Key Player: Sen. Patrick Leahy, D-Vt.
In his more than 30 years in Washington, Leahy has become closely identified with some tough judicial battles over nominees to both the U.S. Supreme Court and federal appeals courts.
Of the nine sitting justices on the Supreme Court, Leahy has voted to confirm seven. He voted against conservative Justice Clarence Thomas’ nomination in 1991 and opposed Samuel Alito’s nomination in 2006.
During the nomination process for Supreme Court Justice John Roberts in 2005, Leahy talked to the NewsHour about the responsibility of the Senate in evaluating court nominees.

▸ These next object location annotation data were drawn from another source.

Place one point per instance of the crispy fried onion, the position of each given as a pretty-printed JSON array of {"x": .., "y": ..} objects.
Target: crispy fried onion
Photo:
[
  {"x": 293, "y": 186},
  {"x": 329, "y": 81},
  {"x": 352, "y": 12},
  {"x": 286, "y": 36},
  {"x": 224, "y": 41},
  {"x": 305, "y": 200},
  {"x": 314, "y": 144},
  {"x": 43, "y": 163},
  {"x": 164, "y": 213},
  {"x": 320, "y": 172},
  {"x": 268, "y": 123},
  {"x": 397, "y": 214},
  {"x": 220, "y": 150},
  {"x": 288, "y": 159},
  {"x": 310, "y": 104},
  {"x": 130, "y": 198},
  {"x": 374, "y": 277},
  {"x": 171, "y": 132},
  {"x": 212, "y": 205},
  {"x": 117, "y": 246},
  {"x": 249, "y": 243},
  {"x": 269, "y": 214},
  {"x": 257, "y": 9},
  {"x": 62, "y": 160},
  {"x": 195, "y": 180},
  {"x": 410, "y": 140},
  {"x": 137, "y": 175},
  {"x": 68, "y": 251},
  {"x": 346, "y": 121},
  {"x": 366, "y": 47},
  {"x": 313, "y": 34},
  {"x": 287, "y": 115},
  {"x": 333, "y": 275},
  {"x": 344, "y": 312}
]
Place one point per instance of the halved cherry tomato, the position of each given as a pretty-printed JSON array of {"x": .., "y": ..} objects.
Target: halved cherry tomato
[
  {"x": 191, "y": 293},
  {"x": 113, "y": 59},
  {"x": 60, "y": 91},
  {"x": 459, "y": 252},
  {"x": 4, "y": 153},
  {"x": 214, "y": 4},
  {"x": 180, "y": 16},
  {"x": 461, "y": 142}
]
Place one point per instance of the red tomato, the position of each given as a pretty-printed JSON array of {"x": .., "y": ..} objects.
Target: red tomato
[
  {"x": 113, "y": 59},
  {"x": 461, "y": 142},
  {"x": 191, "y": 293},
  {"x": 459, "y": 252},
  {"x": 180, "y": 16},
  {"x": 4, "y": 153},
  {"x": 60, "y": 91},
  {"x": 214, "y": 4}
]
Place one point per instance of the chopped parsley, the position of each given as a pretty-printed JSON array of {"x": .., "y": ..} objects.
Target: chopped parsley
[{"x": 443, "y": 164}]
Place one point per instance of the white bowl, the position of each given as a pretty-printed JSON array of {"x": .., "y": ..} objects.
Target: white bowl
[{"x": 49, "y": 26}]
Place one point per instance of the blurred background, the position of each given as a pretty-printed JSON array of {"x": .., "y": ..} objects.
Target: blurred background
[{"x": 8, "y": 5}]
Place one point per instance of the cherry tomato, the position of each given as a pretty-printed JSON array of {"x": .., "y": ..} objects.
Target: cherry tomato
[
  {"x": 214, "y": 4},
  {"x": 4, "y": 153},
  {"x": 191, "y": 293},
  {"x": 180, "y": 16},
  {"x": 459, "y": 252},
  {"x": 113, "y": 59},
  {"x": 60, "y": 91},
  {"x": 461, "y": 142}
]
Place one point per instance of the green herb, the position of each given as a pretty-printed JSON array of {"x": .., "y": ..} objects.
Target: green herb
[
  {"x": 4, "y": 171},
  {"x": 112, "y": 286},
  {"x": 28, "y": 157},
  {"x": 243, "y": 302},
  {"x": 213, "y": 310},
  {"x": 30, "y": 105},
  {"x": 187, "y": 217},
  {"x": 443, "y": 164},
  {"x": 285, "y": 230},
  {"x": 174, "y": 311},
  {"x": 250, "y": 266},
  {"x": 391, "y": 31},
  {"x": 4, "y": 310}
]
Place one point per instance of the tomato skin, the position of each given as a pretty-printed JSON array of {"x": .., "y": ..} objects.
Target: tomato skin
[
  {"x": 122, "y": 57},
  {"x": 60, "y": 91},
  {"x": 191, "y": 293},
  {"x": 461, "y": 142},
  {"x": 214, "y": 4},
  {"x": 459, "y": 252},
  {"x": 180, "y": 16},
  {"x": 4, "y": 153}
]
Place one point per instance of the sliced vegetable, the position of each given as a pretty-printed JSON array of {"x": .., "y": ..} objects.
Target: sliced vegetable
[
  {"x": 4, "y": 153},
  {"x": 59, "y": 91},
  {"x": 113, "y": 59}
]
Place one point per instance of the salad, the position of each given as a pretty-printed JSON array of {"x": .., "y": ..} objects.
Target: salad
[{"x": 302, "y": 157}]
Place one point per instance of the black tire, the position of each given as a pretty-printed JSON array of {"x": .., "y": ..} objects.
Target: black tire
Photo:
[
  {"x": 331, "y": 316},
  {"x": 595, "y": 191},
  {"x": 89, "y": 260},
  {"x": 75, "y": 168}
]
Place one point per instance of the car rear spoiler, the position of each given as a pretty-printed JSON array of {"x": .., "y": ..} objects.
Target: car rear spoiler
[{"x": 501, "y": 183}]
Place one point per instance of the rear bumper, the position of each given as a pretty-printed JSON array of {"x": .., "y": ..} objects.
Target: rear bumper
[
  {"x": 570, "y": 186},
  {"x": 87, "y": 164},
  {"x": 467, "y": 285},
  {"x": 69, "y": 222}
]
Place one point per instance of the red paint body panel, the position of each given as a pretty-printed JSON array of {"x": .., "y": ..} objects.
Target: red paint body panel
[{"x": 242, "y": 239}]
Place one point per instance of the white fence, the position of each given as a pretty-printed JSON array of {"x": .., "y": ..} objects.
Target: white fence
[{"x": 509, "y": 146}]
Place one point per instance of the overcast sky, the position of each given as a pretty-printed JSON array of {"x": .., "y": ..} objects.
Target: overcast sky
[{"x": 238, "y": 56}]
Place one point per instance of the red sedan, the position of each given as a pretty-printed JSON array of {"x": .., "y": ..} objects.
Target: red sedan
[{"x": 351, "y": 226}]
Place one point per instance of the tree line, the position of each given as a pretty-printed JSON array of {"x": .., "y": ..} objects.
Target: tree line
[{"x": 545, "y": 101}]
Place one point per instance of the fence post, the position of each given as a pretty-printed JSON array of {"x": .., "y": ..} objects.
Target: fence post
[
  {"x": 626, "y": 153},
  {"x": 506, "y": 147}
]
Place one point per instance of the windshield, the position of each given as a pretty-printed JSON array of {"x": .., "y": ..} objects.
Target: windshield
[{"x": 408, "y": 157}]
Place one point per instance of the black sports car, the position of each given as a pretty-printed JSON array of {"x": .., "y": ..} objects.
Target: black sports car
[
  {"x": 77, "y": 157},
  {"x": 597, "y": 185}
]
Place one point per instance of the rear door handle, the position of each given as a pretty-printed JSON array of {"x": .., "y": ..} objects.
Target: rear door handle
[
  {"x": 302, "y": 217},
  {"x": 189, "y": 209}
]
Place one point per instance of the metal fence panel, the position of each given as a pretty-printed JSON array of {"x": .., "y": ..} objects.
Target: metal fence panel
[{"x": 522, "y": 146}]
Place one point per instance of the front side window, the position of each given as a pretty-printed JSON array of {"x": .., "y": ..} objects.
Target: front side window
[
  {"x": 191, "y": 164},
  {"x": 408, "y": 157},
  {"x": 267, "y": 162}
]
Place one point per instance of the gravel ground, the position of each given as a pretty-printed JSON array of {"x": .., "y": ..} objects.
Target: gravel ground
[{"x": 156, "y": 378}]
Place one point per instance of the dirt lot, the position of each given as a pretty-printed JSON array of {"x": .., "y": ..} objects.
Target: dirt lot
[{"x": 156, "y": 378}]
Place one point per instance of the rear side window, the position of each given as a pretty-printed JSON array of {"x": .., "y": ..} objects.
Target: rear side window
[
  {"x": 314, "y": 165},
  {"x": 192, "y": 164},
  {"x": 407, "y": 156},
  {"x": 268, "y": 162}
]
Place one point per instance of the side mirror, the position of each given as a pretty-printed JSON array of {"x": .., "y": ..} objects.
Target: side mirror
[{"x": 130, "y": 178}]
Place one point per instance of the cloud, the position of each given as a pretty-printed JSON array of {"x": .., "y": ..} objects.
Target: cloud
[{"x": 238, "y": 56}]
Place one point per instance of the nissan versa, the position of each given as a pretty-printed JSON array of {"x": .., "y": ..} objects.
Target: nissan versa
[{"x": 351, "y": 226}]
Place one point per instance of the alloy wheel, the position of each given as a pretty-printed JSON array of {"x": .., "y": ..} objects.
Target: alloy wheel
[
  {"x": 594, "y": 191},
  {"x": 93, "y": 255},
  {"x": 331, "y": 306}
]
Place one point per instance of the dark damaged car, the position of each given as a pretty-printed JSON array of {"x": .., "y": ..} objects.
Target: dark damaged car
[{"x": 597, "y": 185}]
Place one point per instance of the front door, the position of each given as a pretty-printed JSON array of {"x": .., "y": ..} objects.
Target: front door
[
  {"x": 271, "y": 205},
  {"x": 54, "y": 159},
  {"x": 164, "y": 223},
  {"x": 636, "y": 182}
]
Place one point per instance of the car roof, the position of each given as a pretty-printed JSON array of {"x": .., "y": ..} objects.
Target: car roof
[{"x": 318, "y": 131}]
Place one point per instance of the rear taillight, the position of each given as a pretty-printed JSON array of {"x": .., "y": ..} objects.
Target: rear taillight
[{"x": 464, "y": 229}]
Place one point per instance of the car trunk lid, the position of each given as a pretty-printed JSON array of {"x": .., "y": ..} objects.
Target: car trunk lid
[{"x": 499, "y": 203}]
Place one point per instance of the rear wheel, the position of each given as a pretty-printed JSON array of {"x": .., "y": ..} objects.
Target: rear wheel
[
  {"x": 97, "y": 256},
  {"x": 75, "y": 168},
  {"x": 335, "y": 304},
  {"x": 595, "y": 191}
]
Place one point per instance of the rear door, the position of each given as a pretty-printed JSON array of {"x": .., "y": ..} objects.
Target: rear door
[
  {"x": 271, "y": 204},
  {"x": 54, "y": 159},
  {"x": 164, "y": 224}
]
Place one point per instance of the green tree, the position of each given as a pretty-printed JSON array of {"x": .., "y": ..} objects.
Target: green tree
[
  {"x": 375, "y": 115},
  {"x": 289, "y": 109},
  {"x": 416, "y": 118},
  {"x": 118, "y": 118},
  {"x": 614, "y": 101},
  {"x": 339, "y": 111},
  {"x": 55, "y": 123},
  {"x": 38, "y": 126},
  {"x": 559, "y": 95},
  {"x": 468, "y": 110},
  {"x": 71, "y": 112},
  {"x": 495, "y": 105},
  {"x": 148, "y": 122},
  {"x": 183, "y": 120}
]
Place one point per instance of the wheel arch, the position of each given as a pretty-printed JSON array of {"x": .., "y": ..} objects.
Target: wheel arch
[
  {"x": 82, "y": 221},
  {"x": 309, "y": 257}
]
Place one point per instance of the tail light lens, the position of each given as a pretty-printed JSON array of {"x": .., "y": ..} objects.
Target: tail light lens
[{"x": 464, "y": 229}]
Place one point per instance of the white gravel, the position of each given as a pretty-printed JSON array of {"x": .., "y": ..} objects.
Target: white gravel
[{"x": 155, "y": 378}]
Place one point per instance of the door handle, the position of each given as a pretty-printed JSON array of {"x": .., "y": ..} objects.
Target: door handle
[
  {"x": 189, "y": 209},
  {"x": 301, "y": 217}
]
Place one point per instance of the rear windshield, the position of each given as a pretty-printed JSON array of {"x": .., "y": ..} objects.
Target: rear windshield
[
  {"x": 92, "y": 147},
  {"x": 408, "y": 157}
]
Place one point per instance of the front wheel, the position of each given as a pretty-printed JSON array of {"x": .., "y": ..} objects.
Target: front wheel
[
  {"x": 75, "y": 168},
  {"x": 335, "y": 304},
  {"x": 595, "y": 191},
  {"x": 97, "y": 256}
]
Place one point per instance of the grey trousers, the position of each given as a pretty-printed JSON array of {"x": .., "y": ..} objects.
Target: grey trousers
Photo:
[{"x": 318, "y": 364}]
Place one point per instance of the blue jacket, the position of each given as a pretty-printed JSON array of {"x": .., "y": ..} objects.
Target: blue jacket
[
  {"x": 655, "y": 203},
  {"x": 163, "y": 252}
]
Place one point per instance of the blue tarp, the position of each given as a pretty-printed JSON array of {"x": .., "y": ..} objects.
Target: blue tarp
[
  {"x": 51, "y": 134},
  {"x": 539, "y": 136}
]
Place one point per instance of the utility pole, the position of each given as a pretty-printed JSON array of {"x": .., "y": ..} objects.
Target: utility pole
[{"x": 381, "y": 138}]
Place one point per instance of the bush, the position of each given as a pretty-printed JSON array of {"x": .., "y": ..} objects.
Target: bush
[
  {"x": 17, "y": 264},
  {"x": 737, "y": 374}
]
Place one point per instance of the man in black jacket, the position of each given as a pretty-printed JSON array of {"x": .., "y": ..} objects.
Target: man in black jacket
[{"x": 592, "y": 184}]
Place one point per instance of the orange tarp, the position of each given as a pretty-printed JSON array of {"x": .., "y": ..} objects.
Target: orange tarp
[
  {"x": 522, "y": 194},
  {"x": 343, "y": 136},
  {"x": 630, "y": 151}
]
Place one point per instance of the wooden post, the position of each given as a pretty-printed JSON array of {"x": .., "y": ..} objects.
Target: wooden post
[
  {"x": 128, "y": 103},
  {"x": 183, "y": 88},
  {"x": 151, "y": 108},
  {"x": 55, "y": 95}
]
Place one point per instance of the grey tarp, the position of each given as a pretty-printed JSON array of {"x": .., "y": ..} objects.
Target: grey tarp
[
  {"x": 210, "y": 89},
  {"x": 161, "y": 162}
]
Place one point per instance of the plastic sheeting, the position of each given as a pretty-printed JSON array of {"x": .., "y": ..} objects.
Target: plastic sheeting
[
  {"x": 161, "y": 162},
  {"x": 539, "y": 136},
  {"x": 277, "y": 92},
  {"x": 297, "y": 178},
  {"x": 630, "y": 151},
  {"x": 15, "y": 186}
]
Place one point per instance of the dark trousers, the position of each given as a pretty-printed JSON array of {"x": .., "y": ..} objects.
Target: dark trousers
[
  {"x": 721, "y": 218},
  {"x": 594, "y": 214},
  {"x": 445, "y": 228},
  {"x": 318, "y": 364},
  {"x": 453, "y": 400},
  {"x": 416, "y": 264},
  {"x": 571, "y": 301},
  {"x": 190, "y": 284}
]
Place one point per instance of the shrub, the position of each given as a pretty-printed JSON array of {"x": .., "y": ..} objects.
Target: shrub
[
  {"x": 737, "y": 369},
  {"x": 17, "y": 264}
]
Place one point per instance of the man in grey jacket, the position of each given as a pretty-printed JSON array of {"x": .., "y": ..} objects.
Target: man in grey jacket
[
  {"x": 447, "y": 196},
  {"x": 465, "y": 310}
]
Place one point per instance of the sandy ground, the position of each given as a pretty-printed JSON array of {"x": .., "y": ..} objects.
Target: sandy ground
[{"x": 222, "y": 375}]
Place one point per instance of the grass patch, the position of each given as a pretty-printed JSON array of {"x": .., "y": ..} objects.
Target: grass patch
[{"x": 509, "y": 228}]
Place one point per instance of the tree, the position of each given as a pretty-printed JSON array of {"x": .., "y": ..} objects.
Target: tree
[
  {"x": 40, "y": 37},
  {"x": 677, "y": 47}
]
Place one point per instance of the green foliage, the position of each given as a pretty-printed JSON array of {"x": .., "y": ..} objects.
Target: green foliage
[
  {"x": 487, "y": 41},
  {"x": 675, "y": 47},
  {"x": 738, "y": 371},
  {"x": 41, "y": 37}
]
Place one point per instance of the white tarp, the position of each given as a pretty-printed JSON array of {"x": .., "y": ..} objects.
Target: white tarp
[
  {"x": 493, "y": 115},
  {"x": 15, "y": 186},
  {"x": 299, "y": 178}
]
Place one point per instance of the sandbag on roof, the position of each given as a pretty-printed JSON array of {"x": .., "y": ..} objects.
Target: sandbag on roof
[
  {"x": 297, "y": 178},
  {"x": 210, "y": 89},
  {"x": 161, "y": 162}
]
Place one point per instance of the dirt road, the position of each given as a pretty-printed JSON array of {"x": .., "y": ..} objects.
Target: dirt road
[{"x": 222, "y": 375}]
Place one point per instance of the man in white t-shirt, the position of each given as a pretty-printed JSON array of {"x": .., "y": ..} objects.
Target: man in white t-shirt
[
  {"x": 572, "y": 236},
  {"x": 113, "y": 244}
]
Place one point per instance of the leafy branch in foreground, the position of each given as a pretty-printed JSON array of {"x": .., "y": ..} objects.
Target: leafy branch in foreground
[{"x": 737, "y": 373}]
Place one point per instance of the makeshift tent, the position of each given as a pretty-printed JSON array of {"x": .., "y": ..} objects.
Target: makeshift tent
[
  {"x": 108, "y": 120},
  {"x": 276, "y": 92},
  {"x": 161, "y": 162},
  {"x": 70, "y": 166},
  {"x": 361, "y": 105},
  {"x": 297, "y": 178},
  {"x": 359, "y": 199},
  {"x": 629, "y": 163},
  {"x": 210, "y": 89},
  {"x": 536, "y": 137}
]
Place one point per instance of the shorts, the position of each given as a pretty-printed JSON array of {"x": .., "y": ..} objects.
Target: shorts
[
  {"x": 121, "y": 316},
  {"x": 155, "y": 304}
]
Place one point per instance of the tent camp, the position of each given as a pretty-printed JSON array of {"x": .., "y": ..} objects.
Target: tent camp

“It’s not a responsibility to jump to an instant conclusion,” he told Gwen Ifill. “It’s a responsibility to take your time, really pay attention because we’re representing all 280 million Americans. And I want to make sure that when I vote — at this moment I have absolutely no idea how I will vote — but I want to know when I vote I feel I’ve carried that responsibility.”
Leahy surprised some when he voted to approve the nomination of Roberts to succeed the late Chief Justice William Rehnquist as the court’s leader after peppering the then-nominee with tough questions during Senate hearings.
“I know this will not be popular with many of my constituency, and I understand that … I came here to do what I thought was right, and as a Vermonter I can do nothing different, ” he said of the vote, according to the Almanac of American Politics.
After news emerged that Supreme Court Justice David Souter planned to retire from the court in June 2009, Leahy told ABC’s “This Week” that he would like to see more women on the court.
“Having only one woman on the Supreme Court does not reflect the makeup of the United States,” he told the program in early May. “I think we should have more women, we should have more minorities.”
Born in Montpelier, Vt. in 1940, Leahy attended Saint Michael’s College in Colchester and graduated from Georgetown University Law Center in 1964. He served as a state attorney in Vermont’s Chittenden County for eight years.
Leahy was elected to the U.S. Senate in 1974 at the age of 34. He is widely known as an outspoken Democrat, who in the weeks after the resignation of Justice Sandra Day O’Connor urged President Bush to be a “uniter, not a divider.”
Leahy also is a member of the Appropriations Committee and serves on several subcommittees. In 1987, he was forced to resign from the Senate Intelligence Committee after allegations that he leaked sensitive information to an NBC reporter.
Leahy has been passionately involved in banning the production and export of land mines and, through his program, the Leahy War Victims Fund, provides up to $14 million per year in relief to landmine victims, his Web site reports. And, in recent years, he has been actively working to revise some provisions of the USA Patriot Act that he claims infringe on constitutional rights.
Leahy’s also known to be an amateur photographer and a big “Batman” comics fan. He even had a brief speaking part in the 2008 Batman spinoff film “The Dark Knight.”